Bacaini.ID, CIREBON — Nama Waled berasal dari bahasa Sunda yang berarti leutak atau lumpur. Konon, ratusan tahun silam, wilayah ini adalah bagian dari Laut Jawa.
“Dulu, orang tua kami bilang, tanah ini dulunya laut. Bahkan saat menggali sumur, sering ditemukan cangkang laut,” kata Yono, mantan Kepala Desa Waled Asem kepada Bacaini.ID, Minggu, 9 November 2025.
Transformasi ini terjadi secara alami selama ratusan tahun. Sungai Cisanggarung, yang berhulu di pegunungan Kuningan, membawa serta lumpur dan sedimen setiap musim hujan. Lama-kelamaan, endapan lumpur itu menutup wilayah pesisir, menciptakan daratan baru yang subur. Inilah yang kemudian menjadi cikal bakal Desa Waled Asem.
Pada masa kolonial, wilayah ini terbagi menjadi dua: Waled Pacinan dan Waled Girang. Waled Pacinan dikenal sebagai pusat perdagangan yang ramai, dihuni oleh komunitas Tionghoa yang berbaur dengan warga lokal. Mereka membuka toko, berdagang hasil bumi, dan membangun relasi sosial yang erat dengan masyarakat sekitar.
Sementara Waled Girang, yang terletak di dataran lebih tinggi, menjadi kawasan pertanian dan pemukiman utama.
Setelah kemerdekaan, nama itu berubah menjadi Waled Kota, menandai babak baru sebagai pusat pemerintahan kecamatan. Sedangkan Waled Girang berubah menjadi Waled Desa.

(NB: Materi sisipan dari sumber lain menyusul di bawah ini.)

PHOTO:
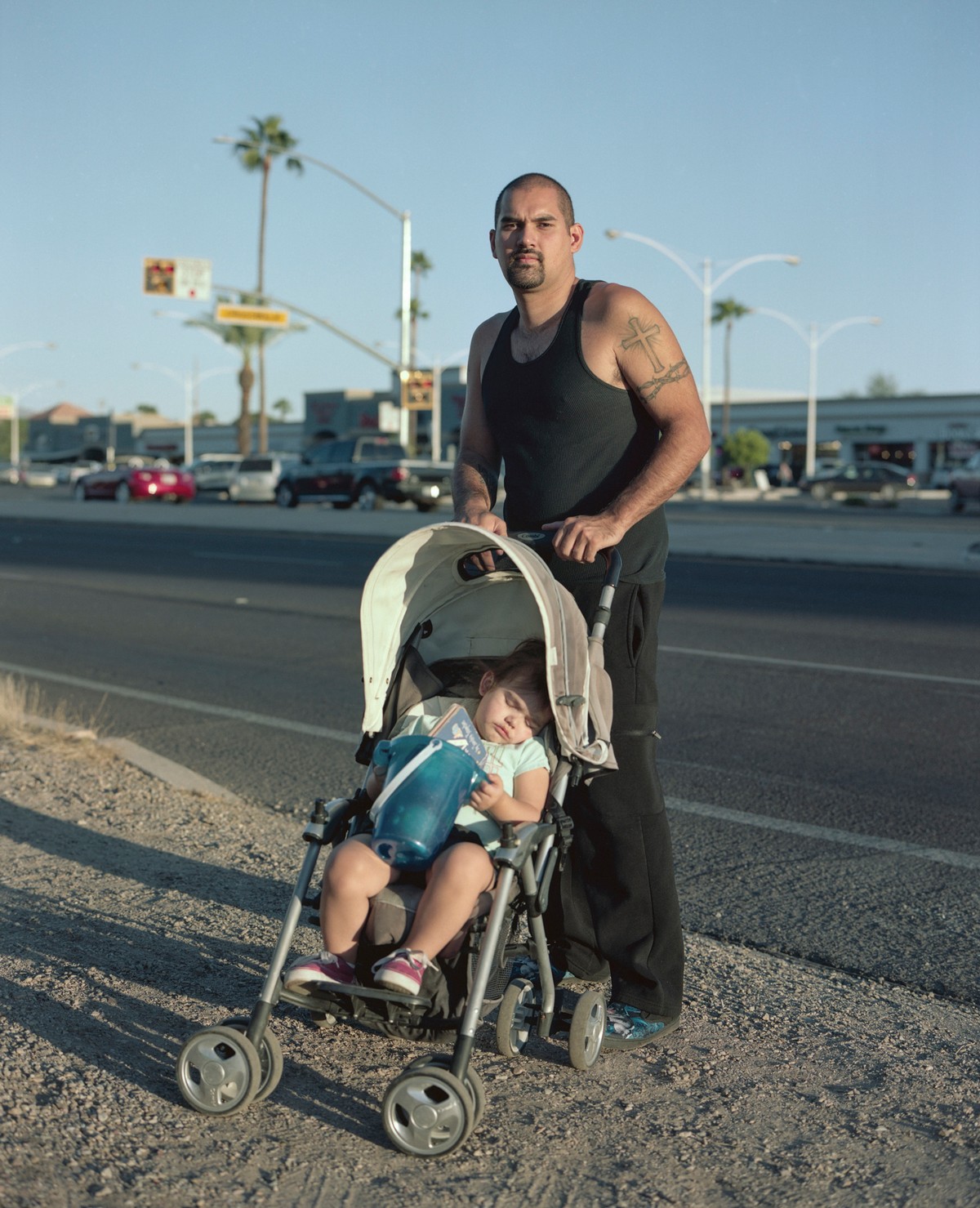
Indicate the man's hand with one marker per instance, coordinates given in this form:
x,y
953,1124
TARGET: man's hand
x,y
488,521
582,537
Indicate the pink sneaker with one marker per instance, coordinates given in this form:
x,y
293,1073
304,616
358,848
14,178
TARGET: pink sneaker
x,y
322,970
403,970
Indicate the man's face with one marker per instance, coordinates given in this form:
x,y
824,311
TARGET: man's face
x,y
532,241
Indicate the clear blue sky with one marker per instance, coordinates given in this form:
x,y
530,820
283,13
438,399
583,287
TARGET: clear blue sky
x,y
847,133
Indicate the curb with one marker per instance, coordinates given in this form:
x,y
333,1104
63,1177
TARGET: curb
x,y
166,769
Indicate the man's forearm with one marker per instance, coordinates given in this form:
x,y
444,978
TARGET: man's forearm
x,y
668,468
474,486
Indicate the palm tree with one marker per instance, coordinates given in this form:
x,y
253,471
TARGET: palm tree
x,y
728,310
247,341
256,150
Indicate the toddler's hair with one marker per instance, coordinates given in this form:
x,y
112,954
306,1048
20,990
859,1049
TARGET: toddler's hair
x,y
523,667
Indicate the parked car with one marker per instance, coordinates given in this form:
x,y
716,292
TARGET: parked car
x,y
964,484
216,473
70,471
880,479
126,482
364,470
256,477
38,474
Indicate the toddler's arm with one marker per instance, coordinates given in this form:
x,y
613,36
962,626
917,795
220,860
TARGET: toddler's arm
x,y
526,805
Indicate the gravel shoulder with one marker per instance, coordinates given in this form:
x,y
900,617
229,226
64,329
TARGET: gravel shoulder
x,y
136,912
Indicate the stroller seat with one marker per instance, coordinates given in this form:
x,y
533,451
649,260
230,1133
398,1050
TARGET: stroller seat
x,y
393,912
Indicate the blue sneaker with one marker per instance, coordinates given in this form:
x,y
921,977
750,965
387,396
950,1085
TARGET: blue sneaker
x,y
627,1027
527,968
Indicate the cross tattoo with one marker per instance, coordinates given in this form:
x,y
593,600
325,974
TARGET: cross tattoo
x,y
644,340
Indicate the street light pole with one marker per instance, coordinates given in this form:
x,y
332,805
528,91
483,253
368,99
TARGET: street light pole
x,y
405,217
813,338
190,382
15,426
707,288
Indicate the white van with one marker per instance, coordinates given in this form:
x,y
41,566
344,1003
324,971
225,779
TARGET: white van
x,y
257,475
216,471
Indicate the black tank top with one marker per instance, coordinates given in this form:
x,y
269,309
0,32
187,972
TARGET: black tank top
x,y
569,444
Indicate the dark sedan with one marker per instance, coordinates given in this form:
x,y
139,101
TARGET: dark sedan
x,y
879,479
126,482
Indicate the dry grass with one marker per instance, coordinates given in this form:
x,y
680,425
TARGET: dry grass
x,y
24,711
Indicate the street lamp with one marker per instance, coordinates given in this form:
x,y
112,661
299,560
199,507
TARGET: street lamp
x,y
190,382
707,288
813,338
15,430
27,343
405,217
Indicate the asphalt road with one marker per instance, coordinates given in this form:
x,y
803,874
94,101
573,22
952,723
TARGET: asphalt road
x,y
818,723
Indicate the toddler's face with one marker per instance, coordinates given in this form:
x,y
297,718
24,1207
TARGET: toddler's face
x,y
508,714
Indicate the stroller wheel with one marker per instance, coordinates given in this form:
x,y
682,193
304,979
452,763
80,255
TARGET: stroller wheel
x,y
473,1081
515,1018
587,1029
427,1112
219,1072
270,1056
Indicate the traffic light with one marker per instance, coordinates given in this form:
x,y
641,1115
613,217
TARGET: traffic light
x,y
417,391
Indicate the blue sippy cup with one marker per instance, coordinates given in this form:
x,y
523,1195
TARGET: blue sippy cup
x,y
427,783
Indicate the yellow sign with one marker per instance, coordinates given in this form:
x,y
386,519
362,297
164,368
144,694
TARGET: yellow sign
x,y
251,315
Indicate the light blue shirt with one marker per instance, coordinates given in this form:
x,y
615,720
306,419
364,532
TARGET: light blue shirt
x,y
508,760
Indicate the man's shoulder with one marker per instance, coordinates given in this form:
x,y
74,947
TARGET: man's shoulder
x,y
491,328
608,300
485,336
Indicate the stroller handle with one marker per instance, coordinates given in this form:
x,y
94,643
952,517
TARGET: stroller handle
x,y
541,542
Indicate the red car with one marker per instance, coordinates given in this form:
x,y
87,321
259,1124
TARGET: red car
x,y
128,482
964,484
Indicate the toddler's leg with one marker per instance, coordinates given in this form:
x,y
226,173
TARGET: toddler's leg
x,y
352,877
456,882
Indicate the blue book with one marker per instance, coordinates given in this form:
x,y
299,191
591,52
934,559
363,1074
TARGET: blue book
x,y
456,728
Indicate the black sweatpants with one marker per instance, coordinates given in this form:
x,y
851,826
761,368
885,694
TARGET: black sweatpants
x,y
615,910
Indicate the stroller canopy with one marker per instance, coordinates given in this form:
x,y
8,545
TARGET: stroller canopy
x,y
421,579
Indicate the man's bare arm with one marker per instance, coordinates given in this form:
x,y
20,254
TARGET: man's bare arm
x,y
478,464
649,363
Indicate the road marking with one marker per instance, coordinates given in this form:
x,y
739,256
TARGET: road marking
x,y
821,667
763,822
260,557
176,702
826,834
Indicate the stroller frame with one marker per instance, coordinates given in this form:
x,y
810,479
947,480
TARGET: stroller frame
x,y
435,1103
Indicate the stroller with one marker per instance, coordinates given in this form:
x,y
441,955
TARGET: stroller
x,y
430,618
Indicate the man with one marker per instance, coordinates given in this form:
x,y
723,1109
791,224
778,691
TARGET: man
x,y
584,394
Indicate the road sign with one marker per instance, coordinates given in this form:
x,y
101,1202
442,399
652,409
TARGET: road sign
x,y
178,278
417,390
193,279
251,315
158,277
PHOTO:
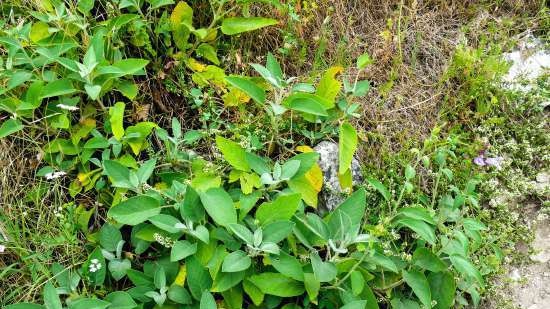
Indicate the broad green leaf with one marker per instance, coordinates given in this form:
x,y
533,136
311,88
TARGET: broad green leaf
x,y
282,208
363,61
347,145
420,286
10,126
312,286
182,249
417,213
253,292
236,261
180,20
424,230
208,52
380,188
288,266
51,299
324,271
165,222
329,86
39,31
207,301
353,208
89,303
277,284
425,259
357,282
443,289
307,103
118,174
135,210
250,88
57,88
355,304
219,206
233,153
466,268
236,25
116,118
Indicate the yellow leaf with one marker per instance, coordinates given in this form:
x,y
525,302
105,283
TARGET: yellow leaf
x,y
329,86
182,274
315,177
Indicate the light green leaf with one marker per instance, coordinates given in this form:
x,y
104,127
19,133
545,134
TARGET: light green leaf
x,y
219,206
307,103
282,208
236,25
236,261
233,153
116,118
324,271
466,268
420,286
135,210
424,230
443,289
248,87
208,52
10,126
182,249
51,299
277,284
347,146
425,259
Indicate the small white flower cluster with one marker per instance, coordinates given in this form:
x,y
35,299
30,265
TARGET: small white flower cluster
x,y
58,212
54,175
165,241
94,265
67,107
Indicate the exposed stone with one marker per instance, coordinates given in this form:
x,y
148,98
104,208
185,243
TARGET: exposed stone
x,y
332,194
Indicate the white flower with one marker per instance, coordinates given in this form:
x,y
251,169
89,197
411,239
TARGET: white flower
x,y
94,265
54,175
67,107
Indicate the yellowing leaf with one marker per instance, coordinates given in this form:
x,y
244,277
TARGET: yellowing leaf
x,y
329,86
182,274
315,177
235,97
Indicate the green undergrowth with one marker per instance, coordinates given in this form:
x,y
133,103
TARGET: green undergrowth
x,y
220,210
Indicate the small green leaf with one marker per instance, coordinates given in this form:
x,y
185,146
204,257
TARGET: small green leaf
x,y
424,230
135,210
420,286
347,146
443,289
248,87
363,61
236,25
236,261
282,208
182,249
233,153
219,206
116,118
277,284
10,126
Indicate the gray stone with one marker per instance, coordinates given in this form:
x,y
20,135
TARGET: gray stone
x,y
332,195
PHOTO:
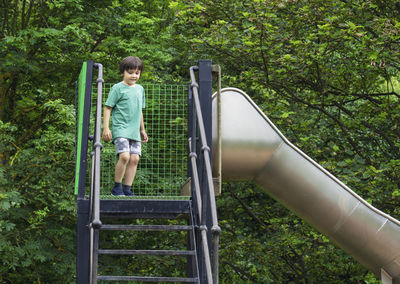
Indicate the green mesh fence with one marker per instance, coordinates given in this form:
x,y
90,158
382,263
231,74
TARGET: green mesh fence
x,y
162,167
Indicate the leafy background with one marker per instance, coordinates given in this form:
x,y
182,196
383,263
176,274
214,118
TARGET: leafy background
x,y
325,72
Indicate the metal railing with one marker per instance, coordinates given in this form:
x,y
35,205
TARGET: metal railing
x,y
197,120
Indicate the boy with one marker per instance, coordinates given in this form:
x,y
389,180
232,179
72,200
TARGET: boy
x,y
125,102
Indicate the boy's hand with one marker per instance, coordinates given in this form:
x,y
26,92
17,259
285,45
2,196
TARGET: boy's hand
x,y
145,138
107,136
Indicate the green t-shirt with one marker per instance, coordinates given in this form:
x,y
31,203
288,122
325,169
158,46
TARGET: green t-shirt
x,y
127,104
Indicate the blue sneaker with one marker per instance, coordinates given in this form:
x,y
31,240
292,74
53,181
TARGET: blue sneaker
x,y
127,191
117,191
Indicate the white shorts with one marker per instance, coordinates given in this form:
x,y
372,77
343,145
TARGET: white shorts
x,y
127,145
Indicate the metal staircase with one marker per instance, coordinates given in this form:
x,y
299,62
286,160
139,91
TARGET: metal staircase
x,y
201,227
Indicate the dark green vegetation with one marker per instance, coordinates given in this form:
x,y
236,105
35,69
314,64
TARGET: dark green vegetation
x,y
325,72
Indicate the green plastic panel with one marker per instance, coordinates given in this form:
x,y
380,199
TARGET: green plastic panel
x,y
80,108
162,167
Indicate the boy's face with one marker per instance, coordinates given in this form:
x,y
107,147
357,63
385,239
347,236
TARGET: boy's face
x,y
131,76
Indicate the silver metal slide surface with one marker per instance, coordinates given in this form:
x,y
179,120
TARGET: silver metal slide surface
x,y
254,149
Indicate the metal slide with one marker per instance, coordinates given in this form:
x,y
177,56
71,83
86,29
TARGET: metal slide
x,y
254,149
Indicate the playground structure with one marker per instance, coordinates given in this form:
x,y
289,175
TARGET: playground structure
x,y
260,154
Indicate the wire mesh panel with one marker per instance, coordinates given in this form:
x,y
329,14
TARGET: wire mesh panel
x,y
162,168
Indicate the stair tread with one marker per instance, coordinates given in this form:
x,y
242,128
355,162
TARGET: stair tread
x,y
147,227
146,252
148,278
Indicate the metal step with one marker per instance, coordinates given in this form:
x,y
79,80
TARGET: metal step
x,y
146,252
148,279
146,227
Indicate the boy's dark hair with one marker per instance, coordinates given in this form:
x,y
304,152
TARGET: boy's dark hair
x,y
130,63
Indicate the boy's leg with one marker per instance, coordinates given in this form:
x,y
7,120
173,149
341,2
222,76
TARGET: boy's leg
x,y
131,169
135,150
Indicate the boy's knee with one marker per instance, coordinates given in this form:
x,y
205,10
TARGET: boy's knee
x,y
124,157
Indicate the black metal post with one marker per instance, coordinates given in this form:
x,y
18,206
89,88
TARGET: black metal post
x,y
85,129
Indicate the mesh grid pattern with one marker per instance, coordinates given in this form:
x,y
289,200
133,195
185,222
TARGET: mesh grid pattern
x,y
162,168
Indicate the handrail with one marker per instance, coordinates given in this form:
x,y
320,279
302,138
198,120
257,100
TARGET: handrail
x,y
215,229
96,223
94,203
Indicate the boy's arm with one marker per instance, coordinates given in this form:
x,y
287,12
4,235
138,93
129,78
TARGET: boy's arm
x,y
107,136
143,133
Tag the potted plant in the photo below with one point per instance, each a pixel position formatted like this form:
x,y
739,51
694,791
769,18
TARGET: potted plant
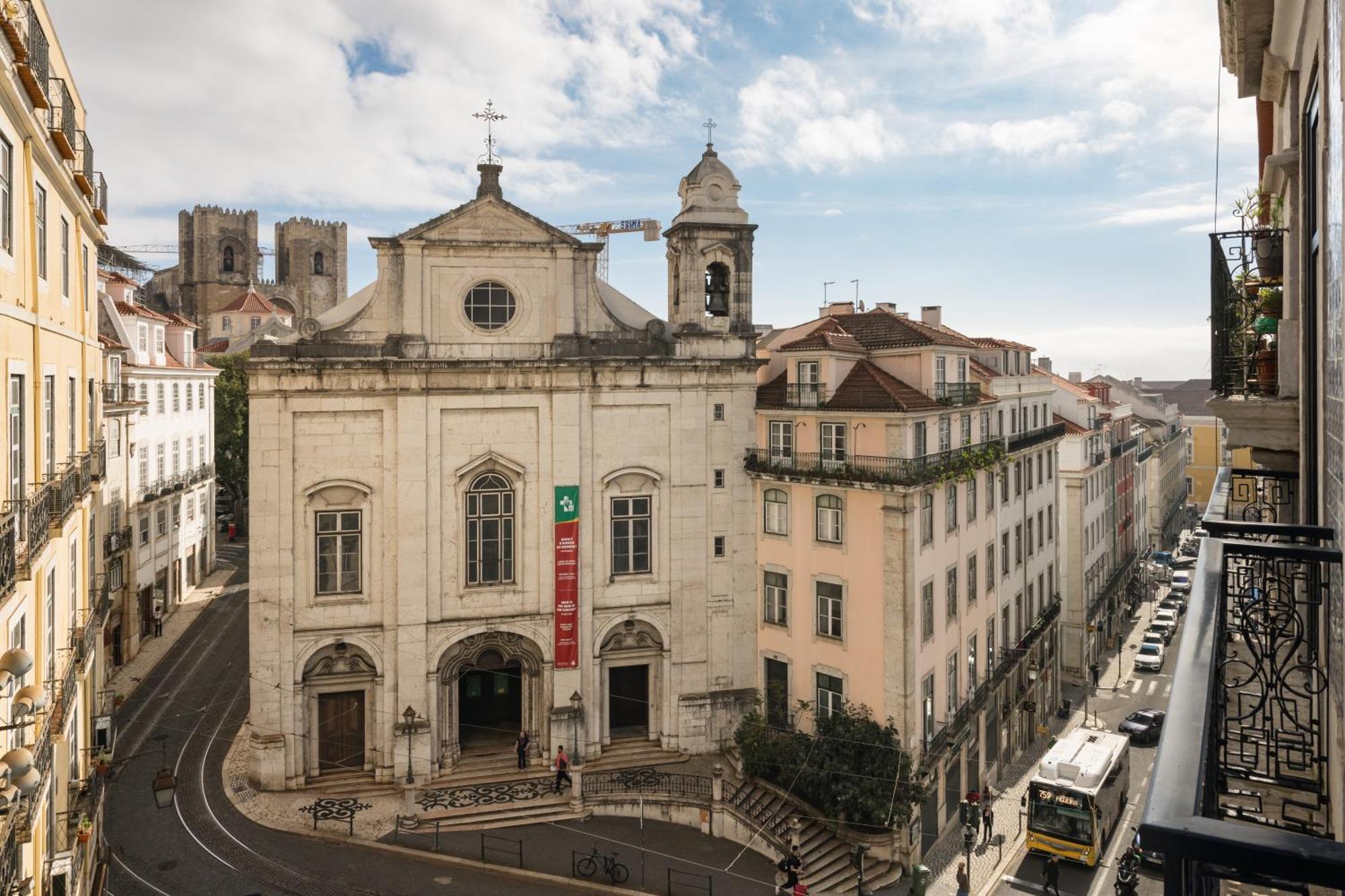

Waled Asem sendiri merupakan bagian dari kawasan yang lebih luas di Kecamatan Waled. Nama “Asem” merujuk pada pohon asam yang dulunya banyak tumbuh di wilayah ini, menjadi penanda alam sekaligus batas kampung.
Kini, desa ini dihuni oleh masyarakat agraris yang hidup dari pertanian, perdagangan kecil, dan sebagian mulai merambah sektor informal dan digital. “Mayoritas warga bekerja di pertanian, ada juga yang memelihara kambing,” kata Tono.
Namun, di balik geliat kehidupan modern, jejak sejarah masih terasa. Beberapa rumah tua dengan arsitektur campuran Tionghoa dan Indis masih berdiri.
Tradisi sedekah bumi dan ziarah ke makam leluhur tetap lestari. Bahkan, beberapa warga mulai menggagas ide untuk membuat “Museum Lumpur”, sebuah ruang edukasi yang merekam sejarah geologis dan sosial desa mereka.
Meski kaya akan sejarah, namun banyak generasi muda yang belum mengenal asal-usul kampungnya. Hal ini yang melatarbelakangi beberapa sekolah menginisiasi program “Sejarah Kampungku” agar anak-anak tahu bahwa tanah yang mereka injak dulunya adalah laut, dan bahwa identitas lokal adalah bagian dari warisan yang harus dijaga.
Dengan narasi sejarah yang kuat, Waled Asem berpeluang menjadi destinasi wisata edukatif. Waled Asem bukan sekadar desa. Ia adalah bukti bahwa alam dan manusia bisa beradaptasi, lumpur bisa menjadi rumah, dan sejarah bisa hidup di tengah kehidupan sehari-hari.